Key Takeaways
- C3.ai (AI) stock advanced 2.3% in premarket hours Thursday following a fiscal Q4 2026 earnings beat
- Quarterly revenue totaled $51.6 million, declining 53% from the prior year but surpassing the $50.3 million consensus
- The company posted a per-share loss of $0.33, better than the anticipated $0.37 deficit
- Fiscal 2027 full-year revenue outlook of $210M–$240M topped Wall Street’s $224.7M consensus at the midpoint
- Shares have declined 21% in 2026 and 59% over the trailing twelve months
C3.ai shares jumped 2.3% to $10.96 during Thursday’s premarket session following the enterprise AI software provider’s fiscal fourth-quarter earnings report that exceeded analyst projections.
The artificial intelligence software company’s shares had finished Wednesday’s regular trading session 4.2% lower at $10.71, ahead of the after-hours earnings announcement.
For the quarter that concluded on April 30, C3.ai disclosed a per-share loss of $0.33. This figure came in better than Wall Street’s projected loss of $0.37 per share, though it widened from the $0.16 deficit recorded in the comparable quarter last year.
Quarterly revenue reached $51.6 million. While this topped the analyst projection of $50.3 million, it marked a substantial 53% year-over-year contraction.
The enterprise AI firm generates the bulk of its revenue through subscription agreements with major corporations and government entities.
Forward Guidance Provides Market Direction
Looking ahead to the first quarter of fiscal 2027, C3.ai projected revenue in the range of $50 million to $54 million. The $52 million midpoint narrowly exceeds the Street’s $51.7 million consensus estimate.
For the complete fiscal 2027 year, management issued guidance calling for revenue between $210 million and $240 million. While the $225 million midpoint slightly surpasses Wall Street’s $224.7 million projection, it trails some bullish forecasts approaching $248.9 million.
Chief Executive Thomas Siebel addressed investors candidly in the earnings statement. “We have a well-defined strategy, a restructured organization, new executive leadership, and a detailed execution plan now in place with the singular focus of increasing shareholder value,” he stated.
Analyzing C3.ai’s Current Position
Market participants have consistently debated whether C3.ai can simultaneously expand its top line while trimming expenses sufficiently to achieve profitability.

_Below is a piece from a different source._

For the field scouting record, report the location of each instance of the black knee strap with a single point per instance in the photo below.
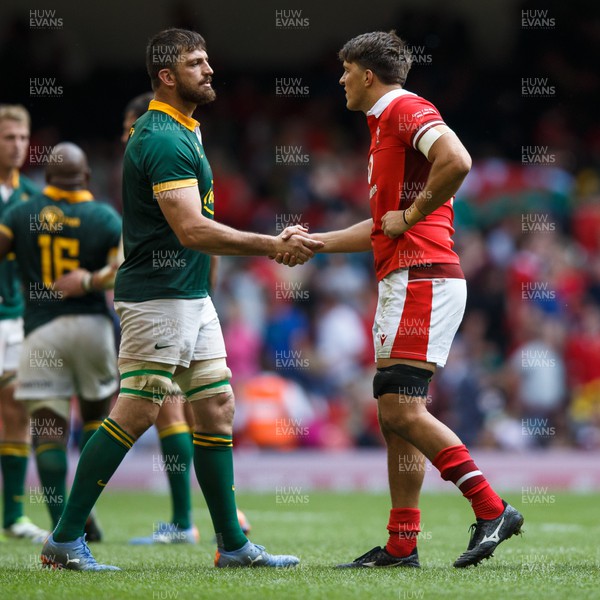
(402, 380)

This fundamental question remains unresolved.
The stock previously commanded triple-digit valuations following its 2020 public debut. Currently, shares are down 21% year-to-date in 2026 and have plummeted nearly 59% over the past year.
According to InvestingPro analytics, C3.ai has received zero upward EPS revisions and 14 downward adjustments during the last 90 days.
InvestingPro additionally characterizes C3.ai’s financial condition as reflecting “weak performance.”
Despite these headwinds, the stock has rallied approximately 16.65% over the previous three-month period, indicating modest sentiment improvement preceding this quarterly report.
Thursday’s earnings release, despite highlighting a dramatic revenue contraction, delivered sufficient forward guidance to propel shares higher in early premarket activity.